Rep. Aaron Pilkington, R-Knoxville, spoke against the bill and related stories of pit-bull attacks in Arkansas, including one that left two toddlers dead.

"We cannot ignore the fact that even well-trained pit bulls have been reported to attack unexpectedly and cause serious injury and death," he said.

Pilkington objected to bans targeting specific dogs, saying these ordinances would require a dog to attack first and potentially cause serious harm.

Rep. Carlton Wing, R-North Little Rock, acknowledged the incidents Pilkington described were horrific but said breed bans are not effective in stopping dog attacks. Attempting to prove a dog's breed, especially when a dog is cross-bred, is challenging in court.

"Breed bans are indefensible. It gives us a false sense of security," he said.

Pointing to testimony from a committee meeting, Rep. David Ray, R-Maumelle, said he understood there were 38 breed-specific bans across Arkansas.

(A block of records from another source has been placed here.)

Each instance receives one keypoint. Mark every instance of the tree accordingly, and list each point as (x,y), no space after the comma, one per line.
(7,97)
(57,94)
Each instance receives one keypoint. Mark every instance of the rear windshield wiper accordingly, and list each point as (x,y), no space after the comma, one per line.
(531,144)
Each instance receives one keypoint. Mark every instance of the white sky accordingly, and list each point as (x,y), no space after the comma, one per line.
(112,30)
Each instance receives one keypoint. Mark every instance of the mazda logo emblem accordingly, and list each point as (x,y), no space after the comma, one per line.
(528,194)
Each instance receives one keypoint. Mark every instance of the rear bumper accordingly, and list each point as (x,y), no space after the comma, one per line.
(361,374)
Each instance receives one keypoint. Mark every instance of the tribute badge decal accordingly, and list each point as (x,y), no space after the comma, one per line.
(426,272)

"If they can't" stand up to scrutiny in court, "why do we have 38?" he asked.

Wing said that when challenged in court, breed-specific bans ordinances have fallen. He pointed to three breed bans across the country that were defeated in court.

Rep. Jim Wooten, R-Beebe, opposed the bill, saying it would dictate regulations to elected city officials.

"They're closer to the people than we are," he said. "Let them make this decision."

Rep. Mark Berry, R-Ozark, said "media hysteria" had created negative perceptions of certain dog breeds. Before pit bulls, Berry said, other breeds, including Doberman pinschers and German shepherds, were branded as vicious.

Rep. Jimmy Gazaway, R-Paragould, opposed the bill, saying that as a prosecutor he tried cases involving pit bull attacks. As a result of the attacks, Gazaway said the cities he represented enacted bans against pit bulls.

"To my knowledge, they have not been challenged to this day," he said. "These breeds are inherently dangerous. They're inherently aggressive. They are by their nature capable of producing fatalities."

Gazaway and other opponents of the bill cited statistics contending pit bulls are responsible for a majority of reported dog bites.

A House member could still make a motion to expunge the vote on the measure. After the meeting, Hawk said he was unsure if that was the best route to pursue. He said he wanted to avoid bringing the bill back up only to have it voted down again.